Wednesday, November 09, 2016

Optimism

…Val was an optimist herself. Or at least people often accused her of it. And indeed she did try to make the best of things. It seemed to her that that was the way one should behave… Making the best of things was what courage meant, in her opinion; that was right action in the face of life. And how hard it was, given how dark her thoughts had become, and how dismal everything sometimes appeared to her; how against the grain of her temperament it had become. But she kept at it anyway, as an act of the will. And all it did was to get her laughed at, and most of what she said continually discounted or put down, as if being optimistic was a matter of a somewhat obtuse intelligence, or at best the luck of biochemistry, rather than a policy that had to be maintained, sometimes in the midst of the blackest moods imaginable.…
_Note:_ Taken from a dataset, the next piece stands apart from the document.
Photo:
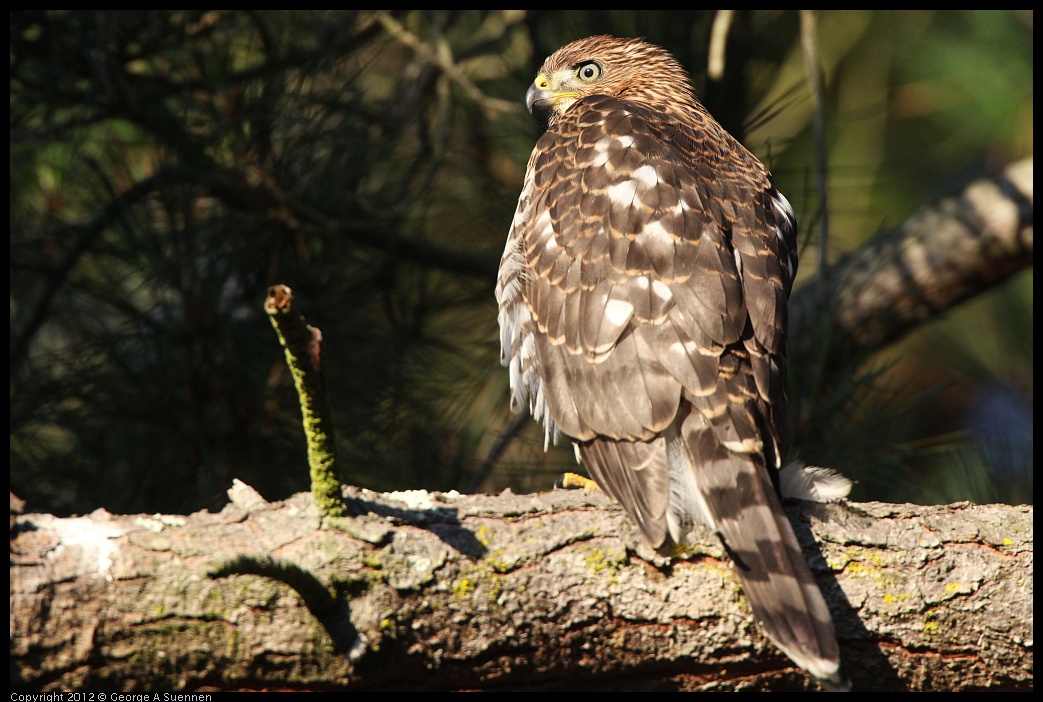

…And the world being what it was, Val supposed that there was some truth in it. Why be optimistic, how be optimistic, when there was so much wrong with so much? In a world coming apart it had to be a kind of stupidity. But still Val held to it, stubbornly, just barely.… It took an effort to be optimistic, it was a moral position. But no one understood that.

— Kim Stanley Robinson, ANTARCTICA

...Need I add that this is, for me, aspirational not descriptive? That to say that I fall short of this is beyond overstatement, and that I am by intellect and temperament pessimistic in the extreme? That this is me talking to myself as much or far more than others? Ok then.

(By the way, this quote is in my sidebar quotes, in a much more truncated version; this is a longer chunk. For the still longer version, read the book!)